Centre gives two options to states for borrowing to meet revenue shortfall at GST Council meeting

The Centre on Thursday presented two options to states regarding GST compensation during the GST Council meeting including a special window in consultation with RBI to provide Rs 97,000 crores at a reasonable interest rate and that the entire GST compensation gap of Rs 2,35,000 crore this year can be met by them in consultation with RBI.

Talking to reporters after the 41st meeting of GST Council through video conferencing, Finance Secretary Ajay Bhushan Pandey said Attorney General KK Venugopal has stated that pending GST compensation cannot be given from Consolidated Fund of India.

“AG’s clear opinion was that the compensation gap cannot be met from India’s consolidated fund. Option one presented to GST Council was to provide a special window to states, in consultation with RBI to provide Rs 97000 crores at a reasonable interest rate,” he said.
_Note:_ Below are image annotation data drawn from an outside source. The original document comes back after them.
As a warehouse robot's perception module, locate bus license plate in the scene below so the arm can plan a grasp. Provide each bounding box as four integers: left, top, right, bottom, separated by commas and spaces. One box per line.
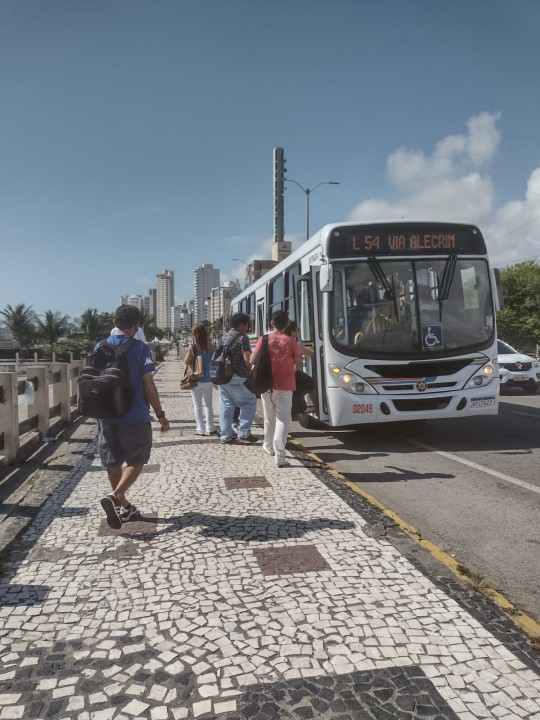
471, 398, 495, 407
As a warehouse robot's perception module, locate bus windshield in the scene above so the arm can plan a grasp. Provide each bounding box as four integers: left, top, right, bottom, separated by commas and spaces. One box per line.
329, 254, 494, 359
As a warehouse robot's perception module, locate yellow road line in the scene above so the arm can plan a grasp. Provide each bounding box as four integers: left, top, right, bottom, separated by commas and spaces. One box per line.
289, 437, 540, 638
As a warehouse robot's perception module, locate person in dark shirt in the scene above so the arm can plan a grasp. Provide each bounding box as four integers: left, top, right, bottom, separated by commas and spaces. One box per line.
98, 305, 170, 530
219, 313, 257, 444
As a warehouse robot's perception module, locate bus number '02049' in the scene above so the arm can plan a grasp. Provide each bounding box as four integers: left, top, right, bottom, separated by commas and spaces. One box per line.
353, 403, 373, 413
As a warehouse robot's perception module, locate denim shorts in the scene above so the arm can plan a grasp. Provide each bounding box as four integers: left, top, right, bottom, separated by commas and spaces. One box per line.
98, 420, 152, 468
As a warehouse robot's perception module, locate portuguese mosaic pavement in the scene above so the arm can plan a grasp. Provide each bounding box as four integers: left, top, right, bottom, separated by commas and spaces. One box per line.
0, 361, 540, 720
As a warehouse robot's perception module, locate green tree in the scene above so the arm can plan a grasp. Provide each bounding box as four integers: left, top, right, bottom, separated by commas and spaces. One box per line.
79, 308, 113, 341
497, 260, 540, 353
37, 310, 70, 350
0, 303, 37, 348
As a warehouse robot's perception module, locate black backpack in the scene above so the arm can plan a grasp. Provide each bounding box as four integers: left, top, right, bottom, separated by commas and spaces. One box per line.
244, 335, 272, 395
210, 333, 240, 385
77, 338, 139, 420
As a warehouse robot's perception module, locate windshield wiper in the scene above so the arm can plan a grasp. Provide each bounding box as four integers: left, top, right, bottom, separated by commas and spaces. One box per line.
437, 255, 457, 322
367, 257, 399, 318
368, 257, 396, 302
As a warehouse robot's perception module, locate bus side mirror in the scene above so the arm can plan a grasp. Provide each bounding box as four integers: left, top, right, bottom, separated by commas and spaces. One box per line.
319, 265, 334, 292
493, 268, 504, 310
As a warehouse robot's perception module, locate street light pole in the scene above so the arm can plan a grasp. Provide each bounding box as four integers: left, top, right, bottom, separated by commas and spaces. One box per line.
231, 258, 249, 290
285, 178, 339, 240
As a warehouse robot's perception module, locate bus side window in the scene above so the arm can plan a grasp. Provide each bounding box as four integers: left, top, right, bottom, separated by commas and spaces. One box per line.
297, 278, 315, 343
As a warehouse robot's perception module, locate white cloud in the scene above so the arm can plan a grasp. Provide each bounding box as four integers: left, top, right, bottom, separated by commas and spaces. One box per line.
349, 112, 540, 265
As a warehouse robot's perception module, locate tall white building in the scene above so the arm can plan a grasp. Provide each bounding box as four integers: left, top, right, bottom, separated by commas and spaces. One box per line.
144, 288, 157, 317
156, 270, 174, 330
208, 280, 240, 327
193, 263, 219, 323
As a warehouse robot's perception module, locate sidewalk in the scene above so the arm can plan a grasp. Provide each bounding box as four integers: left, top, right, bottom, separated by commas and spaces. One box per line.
0, 360, 540, 720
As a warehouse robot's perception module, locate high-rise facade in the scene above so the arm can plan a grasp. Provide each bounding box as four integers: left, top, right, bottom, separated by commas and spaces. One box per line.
193, 263, 219, 323
156, 270, 174, 330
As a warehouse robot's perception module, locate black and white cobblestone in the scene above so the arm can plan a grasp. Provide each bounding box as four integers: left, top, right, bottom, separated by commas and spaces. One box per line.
0, 362, 540, 720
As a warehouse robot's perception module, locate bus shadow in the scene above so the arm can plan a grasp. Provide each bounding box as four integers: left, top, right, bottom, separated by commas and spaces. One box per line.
345, 465, 456, 485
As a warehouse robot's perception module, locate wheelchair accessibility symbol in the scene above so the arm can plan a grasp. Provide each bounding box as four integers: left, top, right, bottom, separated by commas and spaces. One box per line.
422, 325, 442, 348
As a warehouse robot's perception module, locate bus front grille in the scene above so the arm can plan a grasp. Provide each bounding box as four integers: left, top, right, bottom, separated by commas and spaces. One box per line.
392, 397, 452, 412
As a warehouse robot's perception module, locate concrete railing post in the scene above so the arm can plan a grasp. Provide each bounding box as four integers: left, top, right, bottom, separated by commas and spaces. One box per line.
26, 365, 49, 437
0, 373, 19, 463
70, 360, 84, 408
51, 363, 71, 422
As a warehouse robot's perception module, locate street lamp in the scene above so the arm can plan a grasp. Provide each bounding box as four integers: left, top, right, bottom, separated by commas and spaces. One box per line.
285, 178, 339, 240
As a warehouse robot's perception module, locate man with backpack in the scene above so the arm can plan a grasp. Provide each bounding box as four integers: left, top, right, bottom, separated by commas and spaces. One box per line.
96, 305, 170, 530
218, 313, 257, 445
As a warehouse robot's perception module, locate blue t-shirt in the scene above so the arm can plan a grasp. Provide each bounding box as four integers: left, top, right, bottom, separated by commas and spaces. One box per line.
96, 335, 156, 423
195, 350, 214, 382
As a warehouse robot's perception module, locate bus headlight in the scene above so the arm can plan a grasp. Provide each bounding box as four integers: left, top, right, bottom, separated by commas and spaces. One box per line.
329, 365, 375, 395
465, 365, 495, 387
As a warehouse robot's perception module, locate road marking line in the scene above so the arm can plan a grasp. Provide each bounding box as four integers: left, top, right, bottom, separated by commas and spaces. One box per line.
387, 430, 540, 495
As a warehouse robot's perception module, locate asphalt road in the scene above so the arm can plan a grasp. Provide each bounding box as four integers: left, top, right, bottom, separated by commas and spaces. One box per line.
291, 390, 540, 621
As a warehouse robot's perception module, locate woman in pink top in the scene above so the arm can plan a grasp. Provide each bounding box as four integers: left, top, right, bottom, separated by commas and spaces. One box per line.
250, 310, 302, 467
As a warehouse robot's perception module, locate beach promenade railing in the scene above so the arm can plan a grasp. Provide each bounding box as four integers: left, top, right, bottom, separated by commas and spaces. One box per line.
0, 360, 84, 468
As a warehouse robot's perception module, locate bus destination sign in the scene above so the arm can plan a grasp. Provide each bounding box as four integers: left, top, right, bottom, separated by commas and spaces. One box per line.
328, 223, 486, 258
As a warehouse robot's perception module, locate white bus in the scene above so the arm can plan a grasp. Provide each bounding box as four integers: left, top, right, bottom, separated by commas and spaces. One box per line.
231, 221, 499, 427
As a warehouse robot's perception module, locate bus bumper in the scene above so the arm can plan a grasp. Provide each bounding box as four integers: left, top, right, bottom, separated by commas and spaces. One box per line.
327, 385, 499, 427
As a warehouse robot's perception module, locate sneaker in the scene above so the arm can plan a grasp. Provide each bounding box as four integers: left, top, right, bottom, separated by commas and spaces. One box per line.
101, 493, 122, 530
238, 435, 259, 445
120, 504, 140, 523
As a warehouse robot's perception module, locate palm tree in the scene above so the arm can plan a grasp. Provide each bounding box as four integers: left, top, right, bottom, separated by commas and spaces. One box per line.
0, 303, 37, 348
37, 310, 70, 350
79, 308, 106, 340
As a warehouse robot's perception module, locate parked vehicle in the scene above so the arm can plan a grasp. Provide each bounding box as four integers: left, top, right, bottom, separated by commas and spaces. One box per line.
497, 340, 540, 395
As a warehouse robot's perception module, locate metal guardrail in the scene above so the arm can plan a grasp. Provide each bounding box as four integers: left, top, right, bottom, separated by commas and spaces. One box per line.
0, 360, 84, 466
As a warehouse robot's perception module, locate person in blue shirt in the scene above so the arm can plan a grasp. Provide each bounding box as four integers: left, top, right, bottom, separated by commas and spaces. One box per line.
98, 305, 170, 530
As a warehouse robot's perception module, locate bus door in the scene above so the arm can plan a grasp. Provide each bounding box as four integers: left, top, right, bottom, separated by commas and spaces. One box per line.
296, 267, 328, 420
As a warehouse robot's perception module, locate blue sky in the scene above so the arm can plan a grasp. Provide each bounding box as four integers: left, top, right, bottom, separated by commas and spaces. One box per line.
0, 0, 540, 317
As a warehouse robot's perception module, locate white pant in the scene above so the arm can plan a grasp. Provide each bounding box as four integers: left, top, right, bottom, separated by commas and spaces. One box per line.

“Option two presented to GST Council was that the entire GST compensation gap of Rs 2,35,000 crore of this year can be met by states, in consultation with RBI,” he added.

These options will be sent to states for a view within seven days and will apply for this fiscal year only.

Pandey said that GST collection has been severely impacted this year due to COVID-19 pandemic and as per GST Compensation Law, states need to be given compensation.

Noting that Attorney General said that GST Compensation has to be paid for a transition period from July 2017 to June 2022, Pandey said the compensation gap which has arisen this year (expected to be Rs 2.35 lakh crores), was due to COVID-19 as well.

“The shortfall in compensation due to the implementation of GST has been estimated to be Rs 97,000 crores,” he said.

Finance Minister Nirmala Sitharaman, who chaired the meeting, said the states have asked them to give them seven working days to think about the options.

“Once the arrangement is agreed upon by GST Council, we can proceed fast and clear these dues and also take care of the rest of the financial year. These options will be available only for this year. In April 2021, the Council will review and decide action for the fifth year,” she added.